Getting Started

Alright so I decided I wanted to dig into the 2014 Ohio State roster for a project. Figured it’d be simple to pull up names, jersey numbers, stats—basic stuff, y’know? Went straight to Google and typed something like “Ohio State football team 2014 players”. Bam, tons of links pop up but half were dead ends or wanted subscriptions. Annoying as heck.

Full Ohio State Roster 2014 See Names Numbers and Stats Easy

The Grind

Started clicking through random sports sites I remembered from back then. ESPN’s page looked promising at first, but their 2014 archive was totally gutted. Just blank spaces where player names should’ve been. Tried NCAA’s official site next—big mistake. Felt like walking through digital quicksand with all those broken redirects.

  • Found an old PDF roster: Saved it real quick before the link died. Opened it up… 58 pages of tiny text. Print layout nightmare. No search function either.
  • Manually copied data: Spent like 45 minutes alt-tabbing between the PDF and Excel. Messy formatting meant numbers bled into names, positions got scrambled. Copied Decker’s whole row as “K Taylor78OL” instead of separate columns. Rage-quit twice.
  • Dove into Wayback Machine: Pulled up Ohio State’s 2014 athletic site snapshot. Page loaded! But… stats were images. Couldn’t highlight/copy anything. Just stared at Cardale Jones’s blurry 157 passing yards screenshot.

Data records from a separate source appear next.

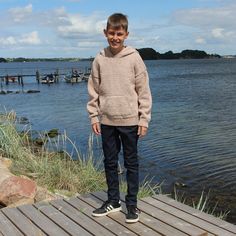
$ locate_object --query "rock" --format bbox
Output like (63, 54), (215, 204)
(0, 157), (13, 185)
(0, 176), (37, 206)
(0, 157), (12, 169)
(34, 186), (57, 202)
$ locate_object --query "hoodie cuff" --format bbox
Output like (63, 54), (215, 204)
(138, 119), (148, 128)
(91, 116), (99, 125)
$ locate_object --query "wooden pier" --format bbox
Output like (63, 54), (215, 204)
(0, 192), (236, 236)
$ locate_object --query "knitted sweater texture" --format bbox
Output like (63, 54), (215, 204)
(87, 47), (152, 127)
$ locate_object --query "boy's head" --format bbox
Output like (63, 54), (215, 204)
(106, 13), (128, 32)
(104, 13), (129, 54)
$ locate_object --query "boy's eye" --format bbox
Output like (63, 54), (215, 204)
(108, 32), (124, 37)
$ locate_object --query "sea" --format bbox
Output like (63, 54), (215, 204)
(0, 59), (236, 224)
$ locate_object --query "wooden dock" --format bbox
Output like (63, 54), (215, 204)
(0, 192), (236, 236)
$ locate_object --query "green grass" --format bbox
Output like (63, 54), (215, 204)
(0, 112), (159, 197)
(174, 188), (230, 220)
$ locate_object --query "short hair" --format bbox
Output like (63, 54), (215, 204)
(107, 13), (128, 31)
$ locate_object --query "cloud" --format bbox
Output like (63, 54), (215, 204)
(57, 14), (104, 38)
(0, 31), (41, 46)
(8, 4), (33, 23)
(170, 1), (236, 53)
(195, 37), (206, 44)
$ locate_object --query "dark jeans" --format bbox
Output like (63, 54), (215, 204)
(101, 125), (139, 206)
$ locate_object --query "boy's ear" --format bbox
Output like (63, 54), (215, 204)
(103, 29), (107, 37)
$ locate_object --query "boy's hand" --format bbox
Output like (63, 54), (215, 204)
(138, 126), (147, 138)
(92, 123), (101, 135)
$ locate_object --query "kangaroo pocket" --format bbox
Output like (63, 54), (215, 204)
(101, 96), (138, 118)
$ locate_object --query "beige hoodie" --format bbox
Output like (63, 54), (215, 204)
(87, 47), (152, 127)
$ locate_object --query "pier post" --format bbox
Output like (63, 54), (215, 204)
(5, 74), (9, 85)
(36, 70), (40, 84)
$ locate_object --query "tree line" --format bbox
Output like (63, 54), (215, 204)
(137, 48), (221, 60)
(0, 48), (221, 62)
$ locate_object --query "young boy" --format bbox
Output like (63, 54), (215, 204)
(87, 13), (152, 223)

Finally Scraped It Together

Remembered some janky web scraper tool I used years back. Fired it up, punched in the Wayback URL, and crossed my fingers. Took 20 tries adjusting settings—first it grabbed sidebar ads, then only header text. Finally got the table structure right. Exported as CSV and popped it open… columns still overlapped. Had to manually fix Bryant’s “DL#90” splitting into “DL” and “90” across cells. Took another hour cleaning typos like “Bosa, Joe y” instead of “Joey”.

Ended up with this Frankenstein spreadsheet. Had Braxton Miller’s #5 QB stats next to Eli Apple’s #13 DB tackles. Knew it was trash but slapped “FINAL” on the file anyway. Sometimes you just gotta accept mediocre results when free sources fight you. Lesson learned: archived data from 2014? Better bring patience and whiskey.